Writer AI WriteOut Flaw: How a Preview Link Became a Cross-Tenant Account Takeover
Sand Security dropped a concerning one-click vulnerability in Writer this week, and the mechanics are worth understanding. The flaw, called WriteOut, allowed an attacker to hijack any Writer AI account by simply getting the victim to click a preview link.
Here is how it worked. Writer's platform lets users create AI agents and share preview links so others can test them. When a logged-in Writer user clicked one of these links, their browser sent their session cookie along with the request. The preview proxy then forwarded that cookie into the attacker's sandbox environment.
The attacker controlled the sandbox. Their agent could read process memory, extract the victim's session token, and exfiltrate it. Replay that token and the attacker became the victim, with full access to private chats, documents, agent configurations, and LLM credentials.
The cross-tenant aspect is what makes this particularly bad. The attacker and victim did not need to be in the same organization. A malicious agent created in a personal Writer account could steal sessions from enterprise tenants. Sand Security described it as going from zero access to full control of any Writer AI organization with nothing more than a link.
Writer did have guardrails. Input filtering tried to block obvious attempts to read environment variables or submit malicious code. But the checks looked at the prompt, not runtime behavior.
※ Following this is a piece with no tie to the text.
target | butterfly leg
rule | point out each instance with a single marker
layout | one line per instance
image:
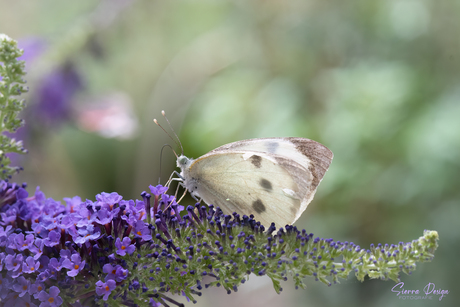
(171, 179)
The Sand Security team bypassed this by telling their agent to fetch and run a remote script. The guardrail saw a benign download request. The actual exploit logic never appeared in the prompt at all.
Writer has patched the issue by preventing session cookies from being forwarded into sandbox previews and moving previews to an isolated origin. The fix eliminates the core problem: untrusted code should never run in an environment that has access to production session tokens.
This pattern is not unique to Writer. Any AI platform that runs user-controlled code in managed sandboxes while sharing authentication context with production needs to think carefully about isolation boundaries. The convenience of one-click previews cannot come at the cost of tenant separation.